Kind of hard to explain, i'll try to illustrate it by this exampel of the toplist i need to build:
TOPLIST:
Rank 1.
USERNAME - score 27 (has collected all 5 topics and have most combined likes)
(img) #competition #topic-1 5 likes
(img) #competition #topic-2 3 likes
(img) #competition #topic-3 10 likes
(img) #competition #topic-4 5 likes
(img) #competition #topic-5 4 likes
Rank 2.
USERNAME - score 25
(img) #competition #topic-1 5 likes
(img) #competition #topic-2 3 likes
(img) #competition #topic-3 8 likes
(img) #competition #topic-4 5 likes
(img) #competition #topic-5 4 likes
Rank 3.
USERNAME - score 38 (has more likes than the leader but has only 4 topics covered..)
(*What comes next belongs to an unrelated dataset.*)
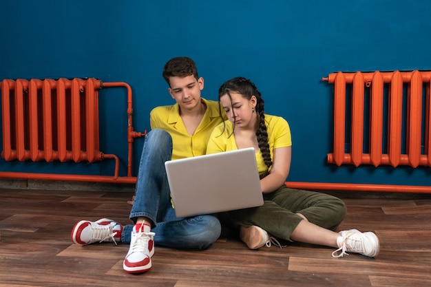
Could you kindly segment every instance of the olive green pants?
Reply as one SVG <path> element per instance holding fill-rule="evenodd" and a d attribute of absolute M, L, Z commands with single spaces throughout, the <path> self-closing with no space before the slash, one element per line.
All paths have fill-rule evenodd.
<path fill-rule="evenodd" d="M 334 230 L 346 213 L 344 202 L 326 193 L 293 189 L 283 185 L 264 194 L 261 206 L 240 209 L 220 214 L 220 220 L 231 227 L 256 225 L 277 238 L 292 241 L 291 235 L 301 220 L 297 213 L 310 222 Z"/>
(img)#competition #topic-1 5 likes
(img) #competition #topic-2 3 likes
(img) #competition #topic-3 10 likes
(img) #competition #topic-4 20 likes
Rank 4.
USERNAME - score 17
(img) #competition #topic-1 1 likes
(img) #competition #topic-2 2 likes
(img) #competition #topic-3 3 likes
(img) #competition #topic-4 11 likes
And so on....
I have been poking around a little with the API and it seems like "/tags/tag-name/media/recent" would be my best, if not only "entry point" to this problem?
So what i'm thinking about doing is running a script each 5 minutes or something that till go trough the latest images tagged "#competition", then check if any of the 5 secondary tags are in there, and if so - save if not already in DB.
I guess i have to cache to fetch all images matching these tags over time? I have yet to reach Instagrams limit of objects per query... but if nothing else i will reach my own servers timeout if i try to load all each time.
The big pain in the ass from my point of view is the likes, since these need to be constantly updated from instagram to keep the scoreboard alive. Just looping trough all cached images with cron and then doing an api request to update each like count seems a bit heavy both for my server and instagrams api limit.
Maybe i can utilize logged in users sessions/tokens to do this in some smart way?
Or should i convince the rest of the team that this is a bad idea and we should build or own "voting" mechanism and keep the competition local, separated from instagrams like counters?
Please share your ideas of how you'd store and solve this :)